Rust and Bone follows the character of Alain (Matthias Schoenaerts) as he tries to make his way through life as best he can. We first see him with his son, Sam (Armand Verdure), on a train, collecting scrap food from receptacles. They’re heading towards his sister, Anna (Corinne Masiero), who he’s planning to stay with for a while. He ends up getting a job with a security company and has a chance encounter with a woman, Stephanie (Marion Cotillard), who trains whales at a water park. There is an accident at the park, and Stephanie ends up losing her legs. The film takes us through Alain’s experiences as he sees all of these relationships through.

Alain is a character of much contrivance. He comes off mostly as a drifter with little to his name. His inability to pity Stephanie is what benefits her as we watch her recovery, but at the same time we see him have the same approach to how he handles his relationship with his sister and his five-year-old son. His response to anything he can’t quite control is to lash out at it, with scenes of him shouting and punishing his child. In one moment we see him throw his son across the room, and the child ends up hitting his head on a table. We see so many moments in which he’s being loving and compassionate, but in times when things aren’t good he almost can’t manage to keep being loving.

That very problem is what makes his other relationships, those with Anna and Stephanie, so interesting. Alain meets Stephanie and has a weird matter of factness about him. After her accident, when her self-loathing and depression are at all-time highs, he comes in with his nonchalant attitude towards her new handicap, and it’s great. Even as their friendship progresses and they can just sit around and talk about something like the fact that he has women friends who when he’s available and willing they enjoy having sex with him.

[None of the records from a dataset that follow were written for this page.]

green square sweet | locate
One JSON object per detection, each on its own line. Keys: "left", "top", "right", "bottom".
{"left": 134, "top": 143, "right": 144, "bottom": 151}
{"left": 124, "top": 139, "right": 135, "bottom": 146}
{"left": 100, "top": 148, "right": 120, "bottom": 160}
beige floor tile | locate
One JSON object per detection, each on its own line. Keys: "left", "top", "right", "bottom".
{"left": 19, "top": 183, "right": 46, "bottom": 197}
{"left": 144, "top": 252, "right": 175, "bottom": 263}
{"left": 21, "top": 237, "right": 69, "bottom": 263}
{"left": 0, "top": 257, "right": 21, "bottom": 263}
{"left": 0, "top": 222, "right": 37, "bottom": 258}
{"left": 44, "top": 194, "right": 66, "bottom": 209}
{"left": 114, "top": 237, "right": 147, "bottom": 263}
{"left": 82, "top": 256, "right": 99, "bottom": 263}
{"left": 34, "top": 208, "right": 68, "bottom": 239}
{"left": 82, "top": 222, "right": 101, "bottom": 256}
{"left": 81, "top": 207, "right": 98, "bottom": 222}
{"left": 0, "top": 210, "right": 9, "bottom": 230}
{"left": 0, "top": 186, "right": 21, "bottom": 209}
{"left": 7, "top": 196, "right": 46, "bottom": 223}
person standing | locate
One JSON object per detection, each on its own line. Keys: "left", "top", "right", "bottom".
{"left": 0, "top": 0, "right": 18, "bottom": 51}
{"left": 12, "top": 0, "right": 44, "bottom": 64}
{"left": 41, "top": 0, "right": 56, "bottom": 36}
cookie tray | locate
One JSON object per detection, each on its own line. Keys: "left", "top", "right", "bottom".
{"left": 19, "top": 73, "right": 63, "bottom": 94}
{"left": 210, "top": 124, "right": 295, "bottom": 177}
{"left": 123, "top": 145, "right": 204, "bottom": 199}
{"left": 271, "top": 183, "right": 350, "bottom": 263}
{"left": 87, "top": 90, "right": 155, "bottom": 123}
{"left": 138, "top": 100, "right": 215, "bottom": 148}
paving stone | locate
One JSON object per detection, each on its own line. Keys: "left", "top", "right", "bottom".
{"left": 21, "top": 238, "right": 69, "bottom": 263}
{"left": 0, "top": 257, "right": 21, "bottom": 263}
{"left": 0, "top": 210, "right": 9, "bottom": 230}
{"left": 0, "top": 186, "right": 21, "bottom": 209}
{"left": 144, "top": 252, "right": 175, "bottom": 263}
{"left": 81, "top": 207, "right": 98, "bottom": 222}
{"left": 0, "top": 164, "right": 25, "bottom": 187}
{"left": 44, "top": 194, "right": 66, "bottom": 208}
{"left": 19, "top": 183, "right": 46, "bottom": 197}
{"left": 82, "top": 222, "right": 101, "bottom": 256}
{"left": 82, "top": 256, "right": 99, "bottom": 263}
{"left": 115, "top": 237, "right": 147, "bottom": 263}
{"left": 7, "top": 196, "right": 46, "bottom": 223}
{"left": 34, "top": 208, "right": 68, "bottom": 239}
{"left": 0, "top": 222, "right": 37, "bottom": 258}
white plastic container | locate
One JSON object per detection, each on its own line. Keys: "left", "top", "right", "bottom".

It isn’t until the final scenes, when audience members’ tears will fall, that the film allows for any real emotion to come out of Alain. He’s a man who’s just trying really hard to move on to the next thing and keep living. We start to think of the beginning of the film, when he and his son had nothing, trying to get to this next place. We begin to ask questions of the mother (which I honestly can’t remember if they ever answer in the film) and how that relationship between she and Alain ended and how that guided his relationship with Stephanie.

The film on a whole is a great dramatic feat. However, there are a few choice moments which come off as a bit too manipulative. There’s a scene with Cotillard where she is doing her whale show routine to Katy Perry’s “Fireworks,” and if you’re not ready to buy it, laughs will begin to come from the audience. There are one or two others, but overall the film manages to deliver its tear jerking blow effectively.

The Upside: Amazing characters that allow the drama to be touching and interesting throughout the film.

The Downside: Every so often it gets a little cheesy.